Inducted 2024
founder, Bridge Michigan/The Center for Michigan
John Bebow has had ink in his blood since childhood. From delivering the Lansing State Journal on his Mason newspaper route as a seventh grader, to starring as an investigative reporter at both The Detroit News and Detroit Free Press, to helping start M-Live, to his crowning achievement, founding Bridge Michigan and growing the nonprofit news industry into a viable and vital news source, John has played an instrumental role in Michigan journalism.
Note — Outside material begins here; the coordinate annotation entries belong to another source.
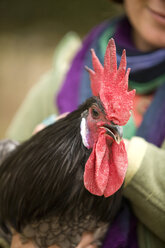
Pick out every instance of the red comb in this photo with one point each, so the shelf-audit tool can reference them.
(111, 85)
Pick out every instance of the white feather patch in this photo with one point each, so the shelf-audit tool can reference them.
(84, 132)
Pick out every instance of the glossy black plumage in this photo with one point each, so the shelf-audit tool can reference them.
(43, 178)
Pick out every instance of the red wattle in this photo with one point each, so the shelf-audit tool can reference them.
(106, 167)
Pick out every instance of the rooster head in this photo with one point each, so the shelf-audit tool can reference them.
(101, 125)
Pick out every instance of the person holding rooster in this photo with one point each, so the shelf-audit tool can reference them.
(142, 33)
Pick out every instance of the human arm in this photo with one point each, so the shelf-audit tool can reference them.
(39, 102)
(145, 184)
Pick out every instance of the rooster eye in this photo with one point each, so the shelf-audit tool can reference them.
(95, 113)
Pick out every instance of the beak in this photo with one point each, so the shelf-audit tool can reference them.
(115, 131)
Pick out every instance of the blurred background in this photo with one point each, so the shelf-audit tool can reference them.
(29, 32)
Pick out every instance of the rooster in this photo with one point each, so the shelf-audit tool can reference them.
(67, 179)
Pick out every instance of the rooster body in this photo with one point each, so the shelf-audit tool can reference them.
(42, 193)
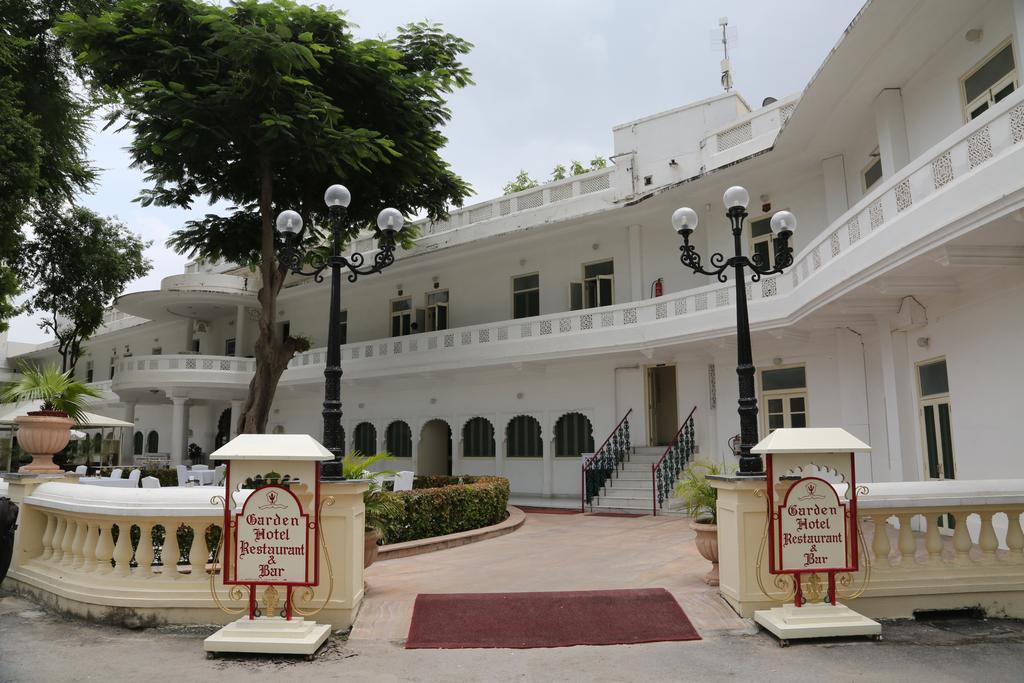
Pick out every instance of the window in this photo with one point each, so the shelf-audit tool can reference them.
(436, 314)
(936, 419)
(366, 438)
(763, 241)
(784, 397)
(990, 82)
(872, 173)
(597, 288)
(398, 439)
(401, 316)
(523, 436)
(478, 438)
(573, 435)
(526, 296)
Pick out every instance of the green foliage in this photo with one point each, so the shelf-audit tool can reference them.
(78, 262)
(698, 496)
(43, 126)
(57, 390)
(520, 182)
(446, 509)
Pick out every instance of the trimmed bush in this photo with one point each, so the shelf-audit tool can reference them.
(451, 505)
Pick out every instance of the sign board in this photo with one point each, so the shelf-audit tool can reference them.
(272, 539)
(813, 528)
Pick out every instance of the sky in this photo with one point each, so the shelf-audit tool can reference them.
(553, 77)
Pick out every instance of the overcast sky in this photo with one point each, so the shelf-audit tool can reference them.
(552, 78)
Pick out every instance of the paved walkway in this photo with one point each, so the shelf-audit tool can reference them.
(551, 552)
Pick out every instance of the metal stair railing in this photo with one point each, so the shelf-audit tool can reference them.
(599, 467)
(679, 453)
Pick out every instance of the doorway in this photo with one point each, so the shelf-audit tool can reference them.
(662, 411)
(435, 449)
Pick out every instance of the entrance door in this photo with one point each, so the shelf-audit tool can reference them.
(662, 413)
(435, 449)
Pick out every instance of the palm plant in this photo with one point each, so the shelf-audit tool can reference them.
(698, 496)
(57, 391)
(383, 508)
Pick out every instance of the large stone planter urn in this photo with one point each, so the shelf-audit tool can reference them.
(41, 434)
(370, 548)
(707, 543)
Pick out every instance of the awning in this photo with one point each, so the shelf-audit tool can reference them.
(89, 420)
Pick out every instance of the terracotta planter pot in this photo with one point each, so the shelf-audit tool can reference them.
(41, 435)
(707, 543)
(370, 548)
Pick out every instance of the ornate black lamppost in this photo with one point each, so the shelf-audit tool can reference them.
(289, 223)
(782, 224)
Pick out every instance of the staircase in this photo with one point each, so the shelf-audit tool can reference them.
(630, 488)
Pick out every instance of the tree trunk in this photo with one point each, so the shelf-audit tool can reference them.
(272, 352)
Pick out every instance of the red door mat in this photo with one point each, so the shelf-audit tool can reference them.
(547, 620)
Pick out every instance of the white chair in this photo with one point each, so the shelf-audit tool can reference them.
(182, 475)
(403, 480)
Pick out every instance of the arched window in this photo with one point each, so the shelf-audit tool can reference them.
(366, 438)
(398, 439)
(478, 438)
(523, 435)
(573, 435)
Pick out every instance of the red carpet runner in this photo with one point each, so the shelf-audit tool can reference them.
(547, 620)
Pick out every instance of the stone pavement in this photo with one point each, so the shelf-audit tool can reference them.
(550, 552)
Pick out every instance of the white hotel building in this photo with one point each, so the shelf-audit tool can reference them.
(525, 326)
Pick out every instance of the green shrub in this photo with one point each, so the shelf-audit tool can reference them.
(452, 505)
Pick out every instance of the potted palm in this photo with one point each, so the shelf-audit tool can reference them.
(46, 431)
(381, 506)
(700, 500)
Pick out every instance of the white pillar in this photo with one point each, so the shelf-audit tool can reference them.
(236, 413)
(636, 264)
(891, 398)
(891, 129)
(128, 438)
(179, 429)
(837, 202)
(240, 331)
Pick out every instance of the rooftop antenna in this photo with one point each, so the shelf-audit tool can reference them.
(722, 43)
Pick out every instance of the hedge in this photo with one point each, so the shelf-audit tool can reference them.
(439, 505)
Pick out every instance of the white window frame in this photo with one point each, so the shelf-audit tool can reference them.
(785, 395)
(934, 400)
(525, 291)
(987, 96)
(590, 288)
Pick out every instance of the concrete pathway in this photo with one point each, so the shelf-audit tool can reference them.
(550, 552)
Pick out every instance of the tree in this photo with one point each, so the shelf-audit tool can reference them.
(265, 104)
(79, 262)
(43, 128)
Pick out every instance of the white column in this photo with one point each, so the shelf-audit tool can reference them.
(236, 413)
(179, 429)
(636, 265)
(891, 399)
(891, 129)
(127, 438)
(240, 331)
(837, 202)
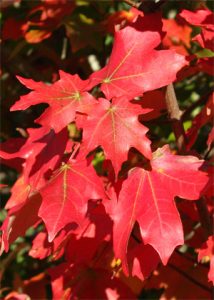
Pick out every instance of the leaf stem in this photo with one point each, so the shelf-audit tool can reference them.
(132, 3)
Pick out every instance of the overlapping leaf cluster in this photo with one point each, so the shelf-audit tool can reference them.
(128, 211)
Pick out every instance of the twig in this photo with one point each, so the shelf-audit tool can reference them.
(200, 101)
(175, 117)
(132, 3)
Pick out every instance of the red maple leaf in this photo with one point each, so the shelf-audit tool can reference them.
(134, 66)
(206, 253)
(65, 97)
(66, 196)
(115, 127)
(147, 196)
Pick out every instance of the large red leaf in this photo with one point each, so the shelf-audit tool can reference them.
(147, 197)
(115, 127)
(66, 196)
(65, 97)
(134, 66)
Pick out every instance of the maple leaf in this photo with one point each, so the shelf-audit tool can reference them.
(65, 97)
(19, 193)
(134, 67)
(66, 196)
(147, 197)
(206, 253)
(178, 35)
(115, 127)
(19, 219)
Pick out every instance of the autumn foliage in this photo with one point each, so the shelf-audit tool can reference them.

John grew up in Ingham County and graduated from Western Michigan University. He worked at the Lansing State Journal, Traverse City Record- Eagle and Ann Arbor News before accepting a reporting position at The Detroit News. There, he covered the mob, corruption in casino development and trouble in the city water department. He deployed to Iraq to report on Operation Desert Storm for the News in 2003, and was injured in a military truck crash. John helped manage M-Live in its infancy and, after a stint at the Chicago Tribune, he returned to his home state, where, for the Detroit Free Press, he helped investigate how students were being taken advantage of by Baker College.
In 2006, John took the most impactful risk of his professional life, launching the nonprofit “think and do” tank The Center for Michigan, where as CEO he was the driving force behind the 2011 creation of what is now the nonprofit, nonpartisan publication Bridge Michigan. Under his steady leadership, Bridge won hundreds of state and national awards (including multiple newspaper and news media outlet of the year awards from the Michigan Press Association), more than quadrupled its budget and grew a staff to more than two dozen. Perhaps most lasting in his legacy, he showed a new generation of entrepreneurial journalists how to survive and thrive in a rapidly changing news environment.
In 2023, John stepped back from his leadership duties at The Center for Michigan and Bridge Michigan. But even as John spends less time in the newsroom and more time knee-deep in the Au Sable, his imprint on Michigan journalism will continue for years to come.